Pledge of Allegiance Controversy

 

After the ballots were tabulated, there were 1,400 votes in favor of Kroncke’s resignation and nine against. The nine included Kroncke himself, one entire family, three anonymous individuals, two people from outside Madison, and ‘Kaiser Wilhelm.’

During World War I Volney G. Barnes, principal of Madison High School, addressed the student body at a school assembly on the subject of loyalty, then asked “every boy and girl who feels in their heart that he or she can support the government of the United States to please rise, salute the flag, and repeat the pledge to the flag.” All the students did.

George Kroncke, president of the school board, was a prominent German-American in a town with a large number of citizens of German descent. Two days after the school assembly, Kroncke called on Barnes, “paced up and down the room, rapped on the desk and said ‘that the thing must not be repeated, that he decidedly objected to it because it forced some to declare allegiance in contradiction to conviction or suffer embarrassment by refusal.’”

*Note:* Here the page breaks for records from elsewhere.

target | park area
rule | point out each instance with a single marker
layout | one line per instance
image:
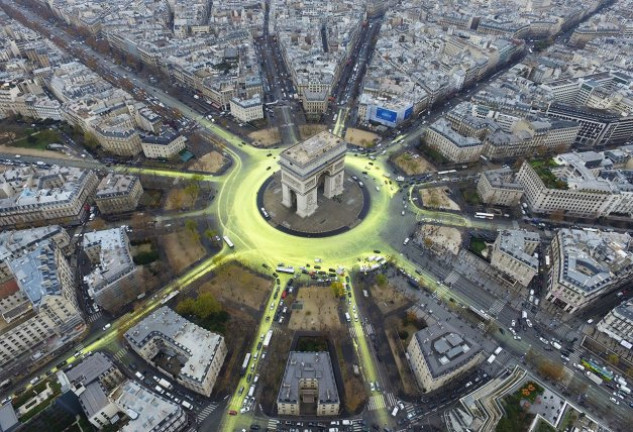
(182, 249)
(235, 283)
(361, 137)
(211, 162)
(437, 198)
(386, 296)
(315, 309)
(265, 137)
(412, 163)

Barnes took his case to the newspapers. Petitions and editorials promptly appeared, calling for Kroncke’s resignation. Said the editor of the Wisconsin State Journal: “Anybody who would for one second question the propriety of the children of free-born Americans in the free schools of the capital of a great American commonwealth saluting the American flag is absolutely unfit to be on the governing board of American free schools.”

The Wisconsin State Journal placed a mail-in ballot in the paper, asking whether Kroncke should resign or keep his job. After the ballots were tabulated, there were 1,400 votes in favor of Kroncke’s resignation and nine against. The nine included Kroncke himself, one entire family, three anonymous individuals, two people from outside Madison, and ‘Kaiser Wilhelm.’

In an oral history tape transcribed by Lucille Miller, she recounted another series of incidents.

“I was in seventh grade (at Lincoln School) in World War I, and you know Mr. La Follette, his family was against World War I. We had Mrs. Eagan. She was the patriot. She had the kids doing everything. We bought stamps and we did all kinds of things. Red Cross and all. Well, I didn’t do any of it. I refused to do it because I wasn’t for the war. I maybe couldn’t explain it, but I wasn’t supporting war. Period. I didn’t do any of it. Well, when it came time to finish seventh grade, they said I hadn’t finished it. In the summertime we always went to the country. That meant every morning I had to get up and go to summer school. Then I went in eighth grade and when it came time to graduate they said I hadn’t finished (because I hadn’t done the war project). But Momma and Daddy decided I had. So they went to Mr. Dudgeon (the superintendent of schools). He studied it and he decided I had finished eighth grade.”